Quality of a linear regression model.
The parameters that report on the quality of a linear regression model and that are usually provided by the statistical programs with which they are carried out are reviewed. Emphasis is placed on the goodness of fit, the predictive capacity and the statistical significance of the model.
It is incredible the turns that our mind can take when we let it wander as it pleases. Without going any further, the other day I asked myself a question that I find truly disconcerting: why do people insist on wearing different colored socks?
Surely it has happened to you at some time. No matter how carefully we select our clothes in the morning, there always seems to be a mischievous goblin that makes fun of our coordination. Some might argue that it’s simply an expression of bold and mindless creativity, while others believe it’s a global conspiracy to keep us all slightly off balance.
But today we are not going to talk about my mental delusions about the colour of the socks. And it is that in this world where fashion and chaos are intertwined in an inexplicable dance, we find ourselves with an even greater challenge: understanding and evaluating the quality of a multiple linear regression model.

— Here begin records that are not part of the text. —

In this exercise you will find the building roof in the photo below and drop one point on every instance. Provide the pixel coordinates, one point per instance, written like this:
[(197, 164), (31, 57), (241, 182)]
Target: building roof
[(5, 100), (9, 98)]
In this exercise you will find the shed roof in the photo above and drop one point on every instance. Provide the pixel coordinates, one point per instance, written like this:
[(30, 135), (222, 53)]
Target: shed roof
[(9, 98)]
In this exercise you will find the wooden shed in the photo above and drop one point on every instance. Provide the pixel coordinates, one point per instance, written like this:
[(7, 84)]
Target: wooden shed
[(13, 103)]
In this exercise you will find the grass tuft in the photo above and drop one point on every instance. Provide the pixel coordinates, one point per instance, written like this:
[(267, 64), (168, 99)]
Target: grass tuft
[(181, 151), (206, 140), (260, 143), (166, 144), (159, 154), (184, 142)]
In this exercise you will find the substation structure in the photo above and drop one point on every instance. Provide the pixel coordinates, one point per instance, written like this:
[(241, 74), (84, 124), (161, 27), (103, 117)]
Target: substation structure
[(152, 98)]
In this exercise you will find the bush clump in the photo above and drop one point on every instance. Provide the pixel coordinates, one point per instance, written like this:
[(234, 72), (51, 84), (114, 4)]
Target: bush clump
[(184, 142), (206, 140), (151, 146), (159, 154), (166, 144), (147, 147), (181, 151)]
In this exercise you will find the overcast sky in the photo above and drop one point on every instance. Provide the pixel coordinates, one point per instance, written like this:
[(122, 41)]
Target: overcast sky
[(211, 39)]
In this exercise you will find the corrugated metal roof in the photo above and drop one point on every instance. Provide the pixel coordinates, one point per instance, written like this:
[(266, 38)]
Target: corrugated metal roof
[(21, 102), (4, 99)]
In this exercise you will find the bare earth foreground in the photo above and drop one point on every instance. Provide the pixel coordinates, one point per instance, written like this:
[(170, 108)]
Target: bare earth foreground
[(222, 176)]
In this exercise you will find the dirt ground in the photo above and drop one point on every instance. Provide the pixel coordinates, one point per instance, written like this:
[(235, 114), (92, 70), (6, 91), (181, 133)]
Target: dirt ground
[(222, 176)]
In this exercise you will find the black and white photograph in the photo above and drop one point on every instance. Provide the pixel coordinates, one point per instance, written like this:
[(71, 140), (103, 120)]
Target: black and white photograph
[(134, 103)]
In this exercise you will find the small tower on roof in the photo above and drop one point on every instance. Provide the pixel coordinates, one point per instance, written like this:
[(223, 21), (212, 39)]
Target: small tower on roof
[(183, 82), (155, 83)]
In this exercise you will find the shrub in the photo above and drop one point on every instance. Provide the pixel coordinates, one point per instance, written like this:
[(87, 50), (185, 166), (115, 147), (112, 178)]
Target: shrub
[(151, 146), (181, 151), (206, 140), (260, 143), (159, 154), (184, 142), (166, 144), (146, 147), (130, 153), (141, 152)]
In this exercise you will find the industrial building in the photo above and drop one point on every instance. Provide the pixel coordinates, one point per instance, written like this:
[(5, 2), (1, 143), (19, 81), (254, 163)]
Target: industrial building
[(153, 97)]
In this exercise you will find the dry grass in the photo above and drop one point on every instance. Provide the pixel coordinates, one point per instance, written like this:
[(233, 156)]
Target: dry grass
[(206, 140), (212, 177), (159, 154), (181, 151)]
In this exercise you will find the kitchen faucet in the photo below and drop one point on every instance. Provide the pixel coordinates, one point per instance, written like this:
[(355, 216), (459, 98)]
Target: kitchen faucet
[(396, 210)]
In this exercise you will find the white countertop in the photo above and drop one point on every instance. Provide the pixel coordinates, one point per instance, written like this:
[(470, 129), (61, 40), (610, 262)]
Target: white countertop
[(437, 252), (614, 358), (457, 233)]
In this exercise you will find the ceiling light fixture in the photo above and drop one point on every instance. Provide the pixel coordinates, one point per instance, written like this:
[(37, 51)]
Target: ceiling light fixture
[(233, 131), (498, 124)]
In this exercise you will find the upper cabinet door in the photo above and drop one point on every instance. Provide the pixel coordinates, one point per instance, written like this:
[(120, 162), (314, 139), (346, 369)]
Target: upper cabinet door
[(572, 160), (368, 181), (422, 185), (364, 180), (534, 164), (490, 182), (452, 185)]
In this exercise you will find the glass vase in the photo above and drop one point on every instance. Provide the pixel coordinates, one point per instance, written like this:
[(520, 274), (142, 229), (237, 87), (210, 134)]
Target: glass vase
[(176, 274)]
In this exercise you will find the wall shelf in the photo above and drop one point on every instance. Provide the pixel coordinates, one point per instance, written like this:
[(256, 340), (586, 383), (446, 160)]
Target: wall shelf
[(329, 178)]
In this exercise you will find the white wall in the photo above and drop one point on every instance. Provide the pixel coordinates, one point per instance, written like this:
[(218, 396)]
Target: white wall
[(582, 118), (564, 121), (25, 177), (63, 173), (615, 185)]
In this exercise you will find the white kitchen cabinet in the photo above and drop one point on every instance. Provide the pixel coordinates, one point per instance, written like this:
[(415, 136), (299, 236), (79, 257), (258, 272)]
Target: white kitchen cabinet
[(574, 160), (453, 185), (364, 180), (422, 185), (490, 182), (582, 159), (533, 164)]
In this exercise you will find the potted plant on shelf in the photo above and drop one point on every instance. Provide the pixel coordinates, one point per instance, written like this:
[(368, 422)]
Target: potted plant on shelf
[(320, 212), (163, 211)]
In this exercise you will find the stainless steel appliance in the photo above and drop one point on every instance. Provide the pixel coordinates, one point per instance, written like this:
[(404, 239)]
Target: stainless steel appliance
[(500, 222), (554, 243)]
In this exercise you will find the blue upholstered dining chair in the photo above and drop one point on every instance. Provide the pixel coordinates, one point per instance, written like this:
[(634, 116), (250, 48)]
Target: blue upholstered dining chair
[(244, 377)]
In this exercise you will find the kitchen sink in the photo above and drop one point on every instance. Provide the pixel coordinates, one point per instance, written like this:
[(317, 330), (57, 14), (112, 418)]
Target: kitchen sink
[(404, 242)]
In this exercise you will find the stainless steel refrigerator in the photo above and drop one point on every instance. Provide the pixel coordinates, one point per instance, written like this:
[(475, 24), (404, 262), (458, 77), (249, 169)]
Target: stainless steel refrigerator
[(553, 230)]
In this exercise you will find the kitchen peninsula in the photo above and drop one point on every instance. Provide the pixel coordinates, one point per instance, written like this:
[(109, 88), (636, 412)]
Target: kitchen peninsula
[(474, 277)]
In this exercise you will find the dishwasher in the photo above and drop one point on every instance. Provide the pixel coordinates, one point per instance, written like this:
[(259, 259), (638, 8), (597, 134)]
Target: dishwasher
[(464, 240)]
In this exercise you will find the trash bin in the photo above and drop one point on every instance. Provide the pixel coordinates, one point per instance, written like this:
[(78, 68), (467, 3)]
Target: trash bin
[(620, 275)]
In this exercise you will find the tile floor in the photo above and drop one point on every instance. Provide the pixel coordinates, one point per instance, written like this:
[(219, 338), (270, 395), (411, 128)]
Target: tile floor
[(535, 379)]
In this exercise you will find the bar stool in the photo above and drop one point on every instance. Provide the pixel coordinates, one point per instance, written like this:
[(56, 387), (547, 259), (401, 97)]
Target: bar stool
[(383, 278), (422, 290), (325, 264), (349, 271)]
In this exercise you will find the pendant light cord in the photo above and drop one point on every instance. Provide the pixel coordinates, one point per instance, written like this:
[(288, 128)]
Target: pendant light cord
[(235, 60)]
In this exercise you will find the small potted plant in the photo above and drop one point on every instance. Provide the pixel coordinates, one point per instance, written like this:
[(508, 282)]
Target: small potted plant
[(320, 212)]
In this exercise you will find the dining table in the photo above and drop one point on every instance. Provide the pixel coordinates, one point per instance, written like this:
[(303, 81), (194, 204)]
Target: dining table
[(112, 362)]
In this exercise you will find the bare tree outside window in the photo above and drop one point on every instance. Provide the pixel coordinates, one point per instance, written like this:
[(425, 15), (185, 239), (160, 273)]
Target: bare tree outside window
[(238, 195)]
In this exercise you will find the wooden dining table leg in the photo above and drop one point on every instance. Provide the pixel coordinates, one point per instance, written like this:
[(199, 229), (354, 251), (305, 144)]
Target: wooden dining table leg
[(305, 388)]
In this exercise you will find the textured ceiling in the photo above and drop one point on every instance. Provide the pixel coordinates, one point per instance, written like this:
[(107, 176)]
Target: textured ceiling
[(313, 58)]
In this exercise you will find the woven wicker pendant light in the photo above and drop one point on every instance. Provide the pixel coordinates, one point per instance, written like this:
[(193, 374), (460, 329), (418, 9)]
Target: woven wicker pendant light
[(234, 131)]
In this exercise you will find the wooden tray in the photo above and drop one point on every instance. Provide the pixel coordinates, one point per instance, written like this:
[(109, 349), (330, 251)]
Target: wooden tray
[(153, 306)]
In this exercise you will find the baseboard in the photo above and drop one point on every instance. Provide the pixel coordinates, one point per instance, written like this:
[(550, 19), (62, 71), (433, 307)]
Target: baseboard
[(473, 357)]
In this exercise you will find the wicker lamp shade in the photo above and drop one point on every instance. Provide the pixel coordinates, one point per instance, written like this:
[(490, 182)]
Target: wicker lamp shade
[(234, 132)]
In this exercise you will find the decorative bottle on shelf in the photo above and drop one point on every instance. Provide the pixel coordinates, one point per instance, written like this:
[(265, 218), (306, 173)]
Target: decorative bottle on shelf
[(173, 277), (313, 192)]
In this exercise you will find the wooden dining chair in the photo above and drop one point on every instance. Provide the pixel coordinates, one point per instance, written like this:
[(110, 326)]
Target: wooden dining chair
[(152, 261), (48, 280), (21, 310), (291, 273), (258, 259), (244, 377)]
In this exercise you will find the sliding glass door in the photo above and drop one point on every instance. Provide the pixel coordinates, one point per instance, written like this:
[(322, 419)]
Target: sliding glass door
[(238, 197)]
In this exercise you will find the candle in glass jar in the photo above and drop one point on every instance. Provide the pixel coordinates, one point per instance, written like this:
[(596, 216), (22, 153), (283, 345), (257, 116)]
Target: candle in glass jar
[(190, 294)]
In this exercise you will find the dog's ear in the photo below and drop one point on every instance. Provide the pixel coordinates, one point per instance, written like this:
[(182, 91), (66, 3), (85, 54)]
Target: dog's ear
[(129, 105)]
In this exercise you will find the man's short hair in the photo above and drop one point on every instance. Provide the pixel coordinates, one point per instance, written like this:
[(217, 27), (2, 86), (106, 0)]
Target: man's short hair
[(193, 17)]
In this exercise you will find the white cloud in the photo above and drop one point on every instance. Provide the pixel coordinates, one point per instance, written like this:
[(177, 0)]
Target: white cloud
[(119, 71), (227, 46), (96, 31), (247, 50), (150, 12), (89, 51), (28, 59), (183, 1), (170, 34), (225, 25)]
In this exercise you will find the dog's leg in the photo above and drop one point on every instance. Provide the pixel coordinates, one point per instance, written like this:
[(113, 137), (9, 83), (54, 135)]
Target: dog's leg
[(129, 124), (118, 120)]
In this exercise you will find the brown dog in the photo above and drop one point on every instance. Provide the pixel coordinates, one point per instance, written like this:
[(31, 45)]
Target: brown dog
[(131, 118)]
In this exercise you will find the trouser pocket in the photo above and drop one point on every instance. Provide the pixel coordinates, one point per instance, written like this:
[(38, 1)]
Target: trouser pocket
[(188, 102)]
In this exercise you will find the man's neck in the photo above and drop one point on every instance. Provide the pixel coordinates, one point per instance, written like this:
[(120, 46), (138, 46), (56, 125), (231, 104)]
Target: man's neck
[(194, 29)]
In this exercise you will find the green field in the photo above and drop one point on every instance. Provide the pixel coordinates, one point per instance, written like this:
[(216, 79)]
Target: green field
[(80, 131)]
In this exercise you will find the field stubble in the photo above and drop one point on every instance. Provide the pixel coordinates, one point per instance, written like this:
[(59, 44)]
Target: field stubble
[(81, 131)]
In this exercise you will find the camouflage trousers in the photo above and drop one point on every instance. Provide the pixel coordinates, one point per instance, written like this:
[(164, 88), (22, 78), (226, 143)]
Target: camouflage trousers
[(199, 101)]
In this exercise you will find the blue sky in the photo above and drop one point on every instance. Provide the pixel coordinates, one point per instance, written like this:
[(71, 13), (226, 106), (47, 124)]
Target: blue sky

That’s how it is. Just as we look for harmony in our clothing ensembles, we also long for a regression model that fits precisely and gives us reliable results. How can we distinguish between a mediocre model and one that stands out in terms of quality parameters? Follow me on this journey, where we’ll explore the secrets behind coefficients and discover how to measure excellence in the realm of multiple linear regression.

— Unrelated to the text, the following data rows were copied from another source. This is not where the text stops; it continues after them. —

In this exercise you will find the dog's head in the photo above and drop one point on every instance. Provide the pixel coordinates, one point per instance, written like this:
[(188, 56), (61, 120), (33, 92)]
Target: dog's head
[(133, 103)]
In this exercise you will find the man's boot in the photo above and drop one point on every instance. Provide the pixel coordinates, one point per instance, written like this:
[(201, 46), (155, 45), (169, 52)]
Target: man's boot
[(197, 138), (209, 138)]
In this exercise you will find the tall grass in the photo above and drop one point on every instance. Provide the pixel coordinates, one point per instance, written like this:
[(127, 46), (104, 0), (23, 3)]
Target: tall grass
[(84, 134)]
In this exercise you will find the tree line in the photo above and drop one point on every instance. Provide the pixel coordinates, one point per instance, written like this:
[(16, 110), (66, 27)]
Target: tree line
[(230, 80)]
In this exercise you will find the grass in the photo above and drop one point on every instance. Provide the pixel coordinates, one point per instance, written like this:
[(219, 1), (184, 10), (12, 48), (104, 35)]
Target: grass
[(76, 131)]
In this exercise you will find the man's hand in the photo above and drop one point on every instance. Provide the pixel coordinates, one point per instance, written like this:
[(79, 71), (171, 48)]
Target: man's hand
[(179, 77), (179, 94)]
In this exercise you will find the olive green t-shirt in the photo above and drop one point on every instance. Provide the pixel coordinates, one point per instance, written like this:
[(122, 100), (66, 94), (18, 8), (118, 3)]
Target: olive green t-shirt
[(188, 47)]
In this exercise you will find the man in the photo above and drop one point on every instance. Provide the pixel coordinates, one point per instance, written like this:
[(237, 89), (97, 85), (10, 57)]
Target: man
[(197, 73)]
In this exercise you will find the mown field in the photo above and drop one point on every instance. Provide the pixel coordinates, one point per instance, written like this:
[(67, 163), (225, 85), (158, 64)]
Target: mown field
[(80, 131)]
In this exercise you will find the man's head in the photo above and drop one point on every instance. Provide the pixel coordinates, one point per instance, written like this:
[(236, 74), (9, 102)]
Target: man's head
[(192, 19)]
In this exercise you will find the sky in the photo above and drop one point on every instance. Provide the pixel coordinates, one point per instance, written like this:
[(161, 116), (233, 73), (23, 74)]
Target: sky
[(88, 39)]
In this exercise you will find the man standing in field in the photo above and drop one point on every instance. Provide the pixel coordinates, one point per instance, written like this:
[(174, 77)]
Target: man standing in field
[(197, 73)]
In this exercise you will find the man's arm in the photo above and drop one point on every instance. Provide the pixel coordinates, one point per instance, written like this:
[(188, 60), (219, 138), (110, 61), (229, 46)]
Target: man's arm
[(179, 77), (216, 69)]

Multiple linear regression model
We have already seen in previous posts how regression models try to predict the value of a dependent variable knowing the value of one or more independent or predictor variables. In the case of one independent variable, we will talk about simple regression, while if there is more than one, we will deal with multiple regression. Finally, let’s remember that there are different types of regression depending on the type of variable that we want to predict.
Today we are going to focus on multiple linear regression, whose general equation is the following:
Y = b0 + b1X1 + b2X2 + … + bnXn
In which, Y is the value of the dependent variable measured on a continuous scale, b0 is the constant of the model (equivalent to the value of the independent variable when all the dependent variables are zero or when there is no effect of the independent variables on the dependent one), bi the coefficients of each independent variable (equivalent to the change in the value of Y for each unit of change in Xi) and Xi are the independent variables.
We also saw in a previous post how the linear regression model requires that a series of requirements be met for its correct application.
These are the assumption of linearity (the relationship between the dependent and independent variables must be linear), the assumption of homoscedasticity of the model residuals (the differences between the observed values and those predicted by the model must follow a normal distribution with equal variance throughout all the values of the variables), the assumption of normality of the residuals and, finally, one specific to multiple regression, that there is no collinearity (that there are no independent variables correlated with each other).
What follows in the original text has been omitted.